The term government (from the verb to govern, Latin gubernāre, “to hold the helm,” itself derived from ancient Greek: κυβερνάω, kybernáō) is used in legal and political language with various meanings. In a very broad sense, government is the set of individuals in a state, whether at the central or local level, who hold political power.

This meaning is referred to when it is said that government, along with territory and people, is one of the constituent elements of the state. The meaning can be further extended to include political and social forces, such as parties and trade unions, which, although not part of the state or public institutions, participate in the exercise of political power. More specifically, government is the set of subjects in a state who hold political power in a position of independence because they are placed above and are not subordinate to other subjects (superiorem non recognoscentes).

Where there is a separation of powers, the government includes all the organs of the state and other public bodies, whether they belong to the legislative, executive or judicial branches. In modern states, these subjects are identified with the constitutional organs, i.e. those organs which, in a position of mutual independence, participate in defining the political direction of the state: the parliament, the apex of executive power, the head of state, and the constitutional or supreme court, which is entrusted with the control of constitutional legitimacy.
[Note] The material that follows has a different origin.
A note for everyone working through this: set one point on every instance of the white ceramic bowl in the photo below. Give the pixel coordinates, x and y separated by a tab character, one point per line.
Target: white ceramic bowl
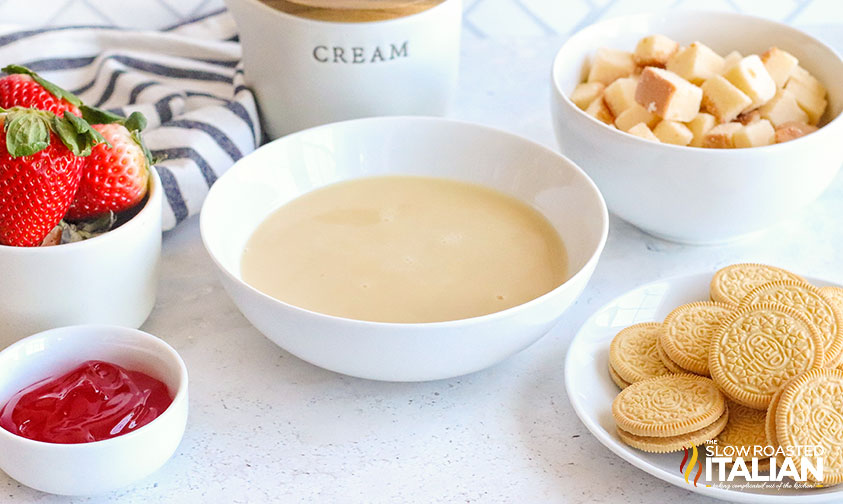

The complex of relations between these organs, regulated by the Constitution, constitutes the form of government of the State. In an even narrower sense, the government means only one of the above-mentioned constitutional bodies, which is placed at the head of the executive power and on which the public administration depends. It should be noted that this meaning differs from the previous one only where there is a separation of powers: in the absolute state, the two meanings coincide and identify the monarch with his direct collaborators.

Forms of Government

The form of government is the organizational model adopted by a state to exercise sovereign power. More broadly, it can be understood as the way in which power is distributed among the supporting organs of the state: the parliament, the government, and the head of state; the form of government therefore refers to the relationships established between them and the ways in which their respective powers are distributed and shared.